Christian Hackenberg doesn’t care what people think.
“I could really care less, to be honest,” said Hackenberg, the nation’s No. 1-rated quarterback prospect on his decision to remain committed to Penn State. “I made a decision that wasn’t just about football. Penn State is bigger than football.”
The four-star senior out of Fork Union (Va.) Military Academy reaffirmed his pledge to the Nittany Lions during a Saturday visit to State College, Pa., with five other members of Penn State’s 2013 class.
“The whole experience at the university is bigger than the football program,” Hackenberg said Monday. “That’s what kept me committed. Football is great, but it’s just icing on the cake.”
That’s the new Penn State, apparently. The old Penn State got hammered last week with five years of probation, reducing scholarships by 40 over a four-year period and keeping the school out of the postseason through the 2015 season.
Hackenberg said he was upset upon learning of the sanctions. He talked to coach Bill O’Brien shortly after they were announced by NCAA president Mark Emmert.
“My goal was not to get too emotional about the situation,” Hackenberg said.
He helped arrange the visit to Penn State with tight end Adam Breneman (Camp Hill, Pa./Cedar Cliff), offensive tackle Andrew Nelson (Hershey, Pa./Hershey), defensive end Garrett Sickels (Little Silver, N.J./Red Bank Regional), receiver Will Fuller (Philadelphia/Roman Catholic) and guard Brendan Mahon (Randolph, N.J./Randolph).

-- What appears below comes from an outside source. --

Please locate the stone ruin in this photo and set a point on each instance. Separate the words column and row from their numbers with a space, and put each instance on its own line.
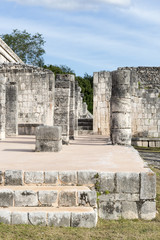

All six reaffirmed their commitments, still with more than six months until signing day. Two members of Penn State’s class -- defensive tackle Greg Webb (Erial, N.J./Timber Creek) to North Carolina and cornerback Ross Douglas (Avon, Ohio/Avon) to Michigan -- have decommitted.
PSU actually added a pledge, too, from 2012 linebacker Brennan Franklin (Peoria, Ariz./Centennial). Franklin had planned to begin school at a junior college this fall.
The 2013 recruits met with O’Brien and plan to keep private the details of their conversation, per his request.
“I just wanted to get the whole rundown of how he planned on handling the sanctions, moving forward, and how he planned on keeping them competitive,” Hackenberg said. “He answered those all the right away and let us know this class is a big part of keeping Penn State on the right track.”
Hackenberg’s father, Erick, a former college quarterback at Virginia and the Division-III level, accompanied Christian on the trip.
“Everyone’s got an opinion,” Erick Hackenberg said. “The reality of it is when Christian started getting recruited two years ago, we set five or six parameters in place that were guiding principles for him in choosing a school. None of those have changed.
“We’re going to move forward. We could very easily walk away. Social perception is one thing, but that’s not why he's there.”
Christian Hackenberg said he remains optimistic that he’ll play in a bowl game at Penn State. The Nittany Lions would be eligible in his fourth year, 2016. He may consider a redshirt season next fall to preserve another year of eligibility and potentially stretch his career to 2017.
As for his commitment, it’s as strong as ever, he said.
“I feel like we’re taking on a challenge,” Hackenberg said, “and it’s definitely going to test our character a little bit. But I feel like we got a lot stronger after Saturday.”